Birth Date: | 29 July 1918 |
Birth Place: | Kupiansk, Ukrainian State |
Death Place: | Moscow, Russia |
Vladimir Dimitrievich Dudintsev (Russian: Влади́мир Дми́триевич Дуди́нцев, ; 29 July 1918 – 23 July 1998) was a Soviet writer who gained fame for his 1956 novel, Not by Bread Alone, published at the time of the Khrushchev Thaw.
Dudintsev, the son of a member of the gentry, attended law school in Moscow and fought during the Second World War. After the war, he became a reporter and writer.
Motivated by a report of Soviet apparatchiks refusing to credit a report of a deposit of nickel because Soviet dogma said it was impossible, Dudintsev wrote Not by Bread Alone, the tale of an engineer who is frustrated by bureaucrats when he attempts to bring forth his invention. The novel sparked wild enthusiasm among the Soviet population. Official reaction soon turned against the book, and Dudintsev suffered years of poverty, and was only able to publish occasional works. As the USSR tottered, in 1987, Dudintsev published a novel, The White Robes, for which he was awarded a State Prize the following year.
Dudintsev was born in Kupiansk (now in Kharkiv Oblast, Ukraine). His father, a member of the gentry, served as a White Russian officer, and was executed by the Bolsheviks. Despite his paternity, he was able to be accepted into the Moscow Law Institute. In the Second World War, he rose to the rank of company commander. Wounded near Leningrad, he was demobilized and spent the remainder of the war in the military prosecutor's office. After the war, he worked for Komsomolskaya Pravda.[1]
Dudintsev wrote a book of short stories, Among Seven Bogatyrs, which he published in 1953. Several of the stories in that book deal with an explosives team, blasting away mountainsides for a new railroad.

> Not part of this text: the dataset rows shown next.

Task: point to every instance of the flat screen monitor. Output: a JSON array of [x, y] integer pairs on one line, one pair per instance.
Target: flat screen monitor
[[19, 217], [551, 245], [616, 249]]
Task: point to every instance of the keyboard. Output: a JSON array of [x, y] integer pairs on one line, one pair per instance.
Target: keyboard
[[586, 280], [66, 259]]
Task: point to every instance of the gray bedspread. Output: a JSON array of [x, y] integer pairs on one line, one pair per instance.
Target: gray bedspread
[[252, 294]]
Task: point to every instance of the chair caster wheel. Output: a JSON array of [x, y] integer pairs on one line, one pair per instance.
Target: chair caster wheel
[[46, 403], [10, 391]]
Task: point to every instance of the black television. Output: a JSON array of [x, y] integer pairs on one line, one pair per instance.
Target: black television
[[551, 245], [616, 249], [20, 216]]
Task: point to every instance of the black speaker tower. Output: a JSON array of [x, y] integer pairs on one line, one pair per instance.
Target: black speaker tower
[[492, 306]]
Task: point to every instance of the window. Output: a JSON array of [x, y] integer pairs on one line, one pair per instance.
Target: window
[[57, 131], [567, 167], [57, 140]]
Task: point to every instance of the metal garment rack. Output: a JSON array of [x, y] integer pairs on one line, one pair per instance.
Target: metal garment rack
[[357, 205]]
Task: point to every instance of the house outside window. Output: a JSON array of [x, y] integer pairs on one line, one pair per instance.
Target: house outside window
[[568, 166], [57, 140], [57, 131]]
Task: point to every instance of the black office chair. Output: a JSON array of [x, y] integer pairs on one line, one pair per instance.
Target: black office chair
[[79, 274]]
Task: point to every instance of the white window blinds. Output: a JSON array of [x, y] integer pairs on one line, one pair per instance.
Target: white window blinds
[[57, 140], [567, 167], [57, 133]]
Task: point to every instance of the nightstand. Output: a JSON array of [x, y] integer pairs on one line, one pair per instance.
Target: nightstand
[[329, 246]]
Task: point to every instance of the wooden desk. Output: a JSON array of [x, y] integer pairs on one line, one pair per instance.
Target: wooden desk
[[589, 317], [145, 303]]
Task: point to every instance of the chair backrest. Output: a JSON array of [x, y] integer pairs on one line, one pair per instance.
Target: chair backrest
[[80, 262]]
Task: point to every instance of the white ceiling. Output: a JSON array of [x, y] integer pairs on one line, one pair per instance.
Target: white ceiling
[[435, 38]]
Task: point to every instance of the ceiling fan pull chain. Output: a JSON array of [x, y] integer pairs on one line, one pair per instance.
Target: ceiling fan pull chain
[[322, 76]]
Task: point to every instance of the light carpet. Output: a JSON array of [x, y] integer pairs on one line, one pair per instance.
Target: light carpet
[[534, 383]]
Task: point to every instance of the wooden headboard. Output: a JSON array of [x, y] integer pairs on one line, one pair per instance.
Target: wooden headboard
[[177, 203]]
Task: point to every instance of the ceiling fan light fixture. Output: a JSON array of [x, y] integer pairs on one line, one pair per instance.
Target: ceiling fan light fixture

While travelling, Dudintsev heard a story about a worker who could not convince his superiors that he had discovered a valuable nickel deposit, because the discovery went against Soviet dogma. This became the basis of Not by Bread Alone.[1] However, Dudintsev had great difficulty finding a publisher willing to print the novel, and the manuscript languished until Communist Party First Secretary Nikita Khrushchev delivered his Secret Speech in February 1956, attacking Stalinization. In the slightly more relaxed times which followed, Dudintsev was able to get Novy Mir to print the work.[1] However, Khrushchev accused Dudintsev of taking "a malicious joy in describing the negative sides of Soviet life".[1] Dudintsev was dismayed at the propaganda usage some foreign countries made from his book. Dudintsev was bitterly attacked at a meeting of the Union of Writers; the author fainted during the meeting.
After the attacks, Dudintsev was shunned by most. He was able to get two books of his stories published in 1959 and 1963, and in 1960, published a work of science fiction, A New Year's Fairy Tale. He survived from loans and gifts. In 1987, after the onset of Perestroika, he published The White Robes, a fictionalized version of the devastation which Trofim Lysenko wreaked on Soviet genetic study, and received the USSR State Prize for it the following year. He died in 1998.[1]